The Locksmith
Page 26
If I didn’t get over it, I would start burning things by accident. I snatched my hands away from the shelves. Why did it bother me so? Their love affair ended a century ago. It was silly of me to be jealous. I would not act like Jenny—I had more dignity than that.
I was still hot when I met Hazel at the librarian’s desk. As we walked to the door, I plotted the shortest route to the kitchen. I would grab supper, and then dash up the service stairs to my room. If I took something for breakfast, I wouldn’t have to come out again until after the Frost Maiden was gone.
We reached the open doorway, and came face-to-face with Mother Celeste and the Frost Maiden. I froze.
Shock registered on the Frost Maiden’s face before the curtain of disdain dropped in place. “Well, if it isn’t the Lesser Locksmith. What are you doing here? Have you run away from…Which? The war? Or the Warlock?”
I clutched my book to my chest, and glared at her without answering.

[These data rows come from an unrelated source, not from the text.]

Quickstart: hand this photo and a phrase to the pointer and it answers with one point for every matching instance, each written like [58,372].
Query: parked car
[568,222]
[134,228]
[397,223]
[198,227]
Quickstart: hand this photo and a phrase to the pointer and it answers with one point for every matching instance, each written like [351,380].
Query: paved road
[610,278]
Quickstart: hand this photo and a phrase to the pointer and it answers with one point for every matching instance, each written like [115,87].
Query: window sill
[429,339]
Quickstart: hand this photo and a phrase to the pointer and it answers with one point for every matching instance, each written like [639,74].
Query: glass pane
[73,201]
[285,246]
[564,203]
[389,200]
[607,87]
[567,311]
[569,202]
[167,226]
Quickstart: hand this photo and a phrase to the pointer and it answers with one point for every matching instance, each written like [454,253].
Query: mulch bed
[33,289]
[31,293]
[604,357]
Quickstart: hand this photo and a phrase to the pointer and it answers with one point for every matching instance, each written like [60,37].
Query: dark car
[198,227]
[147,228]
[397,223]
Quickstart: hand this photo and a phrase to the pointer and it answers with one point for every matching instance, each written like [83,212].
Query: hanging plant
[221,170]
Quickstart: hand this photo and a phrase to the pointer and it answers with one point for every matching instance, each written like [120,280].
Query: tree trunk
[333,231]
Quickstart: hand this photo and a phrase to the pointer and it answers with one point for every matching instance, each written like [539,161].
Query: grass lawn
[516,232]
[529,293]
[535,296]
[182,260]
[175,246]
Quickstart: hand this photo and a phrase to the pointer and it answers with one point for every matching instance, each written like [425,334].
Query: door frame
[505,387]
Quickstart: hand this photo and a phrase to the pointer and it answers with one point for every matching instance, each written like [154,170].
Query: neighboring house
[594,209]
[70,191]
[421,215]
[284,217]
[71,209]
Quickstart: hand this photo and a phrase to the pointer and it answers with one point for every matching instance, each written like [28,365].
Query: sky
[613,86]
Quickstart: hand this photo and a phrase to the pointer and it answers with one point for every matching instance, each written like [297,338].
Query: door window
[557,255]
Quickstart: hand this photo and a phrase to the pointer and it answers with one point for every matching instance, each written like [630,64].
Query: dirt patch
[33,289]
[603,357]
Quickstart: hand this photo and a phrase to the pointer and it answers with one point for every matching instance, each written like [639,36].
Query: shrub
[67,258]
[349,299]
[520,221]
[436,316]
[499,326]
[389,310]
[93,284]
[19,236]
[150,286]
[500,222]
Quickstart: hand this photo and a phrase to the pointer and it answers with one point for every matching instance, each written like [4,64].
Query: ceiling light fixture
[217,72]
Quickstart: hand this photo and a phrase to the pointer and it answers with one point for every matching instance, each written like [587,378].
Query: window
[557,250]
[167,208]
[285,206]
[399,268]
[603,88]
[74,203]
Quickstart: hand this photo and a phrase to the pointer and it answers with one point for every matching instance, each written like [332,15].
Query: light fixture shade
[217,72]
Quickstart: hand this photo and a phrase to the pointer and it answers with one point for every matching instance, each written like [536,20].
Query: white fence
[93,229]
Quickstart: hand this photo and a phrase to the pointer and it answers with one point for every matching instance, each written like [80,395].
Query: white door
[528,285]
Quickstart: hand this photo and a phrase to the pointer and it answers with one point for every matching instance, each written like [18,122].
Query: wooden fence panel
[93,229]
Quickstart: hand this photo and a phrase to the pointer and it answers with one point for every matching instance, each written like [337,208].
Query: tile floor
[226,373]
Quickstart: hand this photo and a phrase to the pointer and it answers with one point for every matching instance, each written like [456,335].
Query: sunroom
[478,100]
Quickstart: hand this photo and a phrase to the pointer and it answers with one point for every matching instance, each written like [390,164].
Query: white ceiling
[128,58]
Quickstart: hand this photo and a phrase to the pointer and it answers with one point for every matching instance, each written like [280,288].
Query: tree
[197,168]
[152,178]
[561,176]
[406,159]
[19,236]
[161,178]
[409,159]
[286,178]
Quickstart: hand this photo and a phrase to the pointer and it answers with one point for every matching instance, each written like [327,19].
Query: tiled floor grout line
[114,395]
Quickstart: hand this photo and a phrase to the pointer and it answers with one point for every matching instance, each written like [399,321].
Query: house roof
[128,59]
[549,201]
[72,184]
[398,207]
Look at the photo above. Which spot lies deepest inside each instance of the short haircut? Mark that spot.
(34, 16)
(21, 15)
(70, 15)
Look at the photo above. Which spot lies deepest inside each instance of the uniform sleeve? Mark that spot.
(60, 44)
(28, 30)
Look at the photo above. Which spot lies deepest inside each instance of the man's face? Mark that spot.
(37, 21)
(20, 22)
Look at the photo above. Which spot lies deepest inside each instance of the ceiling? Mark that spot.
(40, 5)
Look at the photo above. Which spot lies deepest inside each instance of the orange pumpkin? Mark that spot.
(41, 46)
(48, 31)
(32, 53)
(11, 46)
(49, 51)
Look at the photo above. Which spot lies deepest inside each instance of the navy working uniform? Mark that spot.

She stretched out a hand and grasped my face, the great sapphire in her ring flashing. I jerked backwards, but her nails dug into my cheek and chin.
Hazel gaped. Mother Celeste hissed, “Lorraine—”
For an instant, the first Locksmith was as strong a presence as the Frost Maiden.
The Frost Maiden examined me, no emotion but contempt apparent. “He has set his mark on you. How fortunate you are still with us.”
I knocked her hand away.
She said languidly, “You do have a temper. I am making you quite angry, aren’t I? How interesting, you do not seem to be afraid of me. Why not? Are you that stupid?”
“Your Wisdom, I did not insult you. The Water Office is the dispenser of justice. It won’t let you kill me for expecting the same respect in return.”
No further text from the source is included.